His proud grandson said of the letter in 2011:
“It has meant different things to me at different times in my life […] Anytime I am struggling, in tough times or having to make a big decision, it is something I always come back to.”Dallas, Texas
7 October, 1974
[Redacted]
I doubt this letter will mean too much to you now - you can’t even focus your eyes, yet, but maybe, years hence, it may mean something to you. So, I hope your father and mother will keep this for you until it does mean a little more to you.
You may or may not get to know me - your Grandfather - that is in someone else’s hands. But just in case you do not - I’d like to leave a few ideas with you. Ideas, I may say, that I tried to germinate in your father’s mind with varying degrees of success.
To begin with you are very welcome to this sad, tattered and abused old world. We really haven’t done a very good job of preserving it for you. On the contrary we have plundered it of its wealth of minerals and oils, polluted its streams and even the very air we depend on for the very breath of our lives - and we’ve done this with our eyes wide open and with the knowledge that we were doing it! How we explain this, I really don’t know except to say that I, for one, am sorry for it.
We have not learned, even, to live with our fellow men. Instead we have perfected more means to annihilate him - to wipe him (and ourselves) from the face of the Earth.
We produce record crops of grains and other foodstuffs, but still much of the world goes to bed on empty stomachs and thousands starve to death every day.
It’s a strange and confusing world we leave to you. I only hope you can do a better job with it than we have done.
But, in spite of what I’ve said, there is much, in life to enjoy - to relish. There is also much that can be done to make life worth while and living worth the “candle.” There is a rich heritage of literature and music that awaits your investigation - it’s there for the taking - in the libraries of the country and in the archives of the museums. There is poetry and prose - enough to fill all the hours you can spare to listen to them and more knowledge, on every conceivable subject, than you can assimilate in a lifetime. It’s all there just waiting for you to ask for it or to seek it out. Don’t overlook it or pass it up for less important or less meaningful pastimes.

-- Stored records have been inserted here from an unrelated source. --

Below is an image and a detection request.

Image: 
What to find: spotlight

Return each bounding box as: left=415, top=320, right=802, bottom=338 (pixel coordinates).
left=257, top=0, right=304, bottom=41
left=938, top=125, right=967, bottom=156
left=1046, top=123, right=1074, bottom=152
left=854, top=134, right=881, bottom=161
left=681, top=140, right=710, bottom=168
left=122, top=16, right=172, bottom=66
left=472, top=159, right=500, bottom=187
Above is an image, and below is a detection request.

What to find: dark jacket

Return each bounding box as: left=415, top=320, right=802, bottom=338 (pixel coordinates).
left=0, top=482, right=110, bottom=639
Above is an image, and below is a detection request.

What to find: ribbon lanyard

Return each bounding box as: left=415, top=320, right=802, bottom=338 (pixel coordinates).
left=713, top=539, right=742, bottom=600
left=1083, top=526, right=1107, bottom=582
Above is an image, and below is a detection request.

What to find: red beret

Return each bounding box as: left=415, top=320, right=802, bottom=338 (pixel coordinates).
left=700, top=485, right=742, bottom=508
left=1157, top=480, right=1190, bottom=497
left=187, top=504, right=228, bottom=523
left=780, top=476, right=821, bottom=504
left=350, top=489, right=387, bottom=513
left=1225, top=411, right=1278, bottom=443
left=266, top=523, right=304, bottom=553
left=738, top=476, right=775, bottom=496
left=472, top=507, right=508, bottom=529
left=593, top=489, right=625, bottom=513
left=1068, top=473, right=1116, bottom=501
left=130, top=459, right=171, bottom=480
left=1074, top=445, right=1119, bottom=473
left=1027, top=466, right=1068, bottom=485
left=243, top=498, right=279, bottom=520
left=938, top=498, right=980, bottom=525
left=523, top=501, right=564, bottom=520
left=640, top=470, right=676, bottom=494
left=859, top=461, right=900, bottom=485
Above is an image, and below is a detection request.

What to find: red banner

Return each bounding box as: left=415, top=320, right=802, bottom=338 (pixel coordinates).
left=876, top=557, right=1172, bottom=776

Most important of all is ability to savor life, to taste of it in as many variances as you can - while you can. Life never looks so short as when you look back on it. Unfortunately you cannot do this until it has passed you by. So, as you go through life, don’t overlook the “Lily in the Field,” the newborn puppy, the fledgling bird - for they are as much (or more) of life as the tall buildings, the shiny automobiles and the possessions we tend to place so much importance upon. If you can do just this much - life will be more meaningful for you.
When your Dad was born I was busy playing soldier, World War II was history - but recent history - and in which I had a small part. But then I lacked both the knowledge and the wisdom that comes from experience. Now, at 56, I think of what I might have done - and didn’t. But all of us are blessed with “20/20” hindsight.
If I could package (with ribbon) those gifts that I would most like to give you, I would. But how do you package integrity, how do you wrap honesty, what kind of paper for a sense of humor, what ribbon for inquisitiveness?
But, since there is no way I can give you any of those things, I can in this year of your birth, wish that you will find some wisdom and some guidance from these words, and, perhaps my wish for a bright new life for you will, eventually, come to reality. At least I hope so - with all my heart.